In some embodiments, first, one master node is selected among all block-node nodes to perform a BFT-based consistency algorithm and communicate with the consensus coordinator. The consensus coordinator then collects the transactions from the transaction pool of each node. In a third step, the coordinator sorts the transactions according to the equality of the collected transactions and decides whether to execute a consistency algorithm or not. In the case where all transactions are equal, the coordinator lets the master node perform block generation without performing the consistency algorithm, which is done synchronously in the blockchain network. When certain transactions are not equal, the coordinator divides the transactions into normal transactions and failed transactions and requests the master node to perform the BFT-based coherency algorithm only on the failed transactions. The master node notifies the coordinator of the agreed transaction. Finally, the coordinator sequences all common transactions and appointment transactions in time order and requests the master node to execute the consensus algorithm, generating a new block.

In the embodiment, the equality of the transaction is checked, and the consensus algorithm is executed only for the fault transaction, although the time for consensus of the PBFT is increased, the increase of the total running time is greatly slowed compared with the conventional PBFT method under the condition that the number of the block link points is increased.

The present specification also provides a computing device comprising a memory, a processor and a computer program stored on the memory and executable on the processor, the processor implementing the method when executing the computer program.

The present specification also provides a computer readable storage medium having stored thereon computer instructions which, when executed by a processor, implement the steps of the method.

The processor may be implemented in any suitable manner, for example, the processor may take the form of, for example, a microprocessor and a computer-readable medium storing computer-readable program code (e.g., software or firmware) executable by the microprocessor, logic gates, switches, application specific integrated circuits, programmable logic controllers, and embedded microcontrollers, examples of which include, but are not limited to, the following microcontrollers: intel E-2274G, Intel i7-1060G7, Intel i5-1035G4, Intel M5-6Y54, AMD Epyc 7251, the memory controller may also be implemented as part of the control logic for the memory. Those skilled in the art will also appreciate that, in addition to implementing a processor as pure computer readable program code, the same functions may be implemented entirely by logically programming method steps such that the processor is in the form of logic gates, switches, application specific integrated circuits, programmable logic controllers, embedded microcontrollers and the like. Such a processor may thus be regarded as a hardware component and the means for performing the various functions included therein may also be regarded as structures within the hardware component. Or even means for performing the functions may be regarded as being both a software module for performing the method and a structure within a hardware component.

The platform, device, module or unit illustrated in the above embodiments may be implemented by a computer chip or an entity, or by a product with certain functions. One typical implementation device is a computer. In particular, the computer may be, for example, a personal computer, a laptop computer, a cellular telephone, a camera phone, a smartphone, a personal digital assistant, a media player, a navigation device, an email device, a game console, a tablet computer, a wearable device, or a combination of any of these devices.

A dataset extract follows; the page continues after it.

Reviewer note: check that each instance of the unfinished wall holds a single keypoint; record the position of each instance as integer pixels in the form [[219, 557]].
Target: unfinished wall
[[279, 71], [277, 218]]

As will be appreciated by one skilled in the art, embodiments of the present invention may be provided as a method, system, or computer program product. Accordingly, the present invention may take the form of an entirely hardware embodiment, an entirely software embodiment or an embodiment combining software and hardware aspects. Furthermore, the present invention may take the form of a computer program product embodied on one or more computer-usable storage media (including, but not limited to, disk storage, CD-ROM, optical storage, and the like) having computer-usable program code embodied therein.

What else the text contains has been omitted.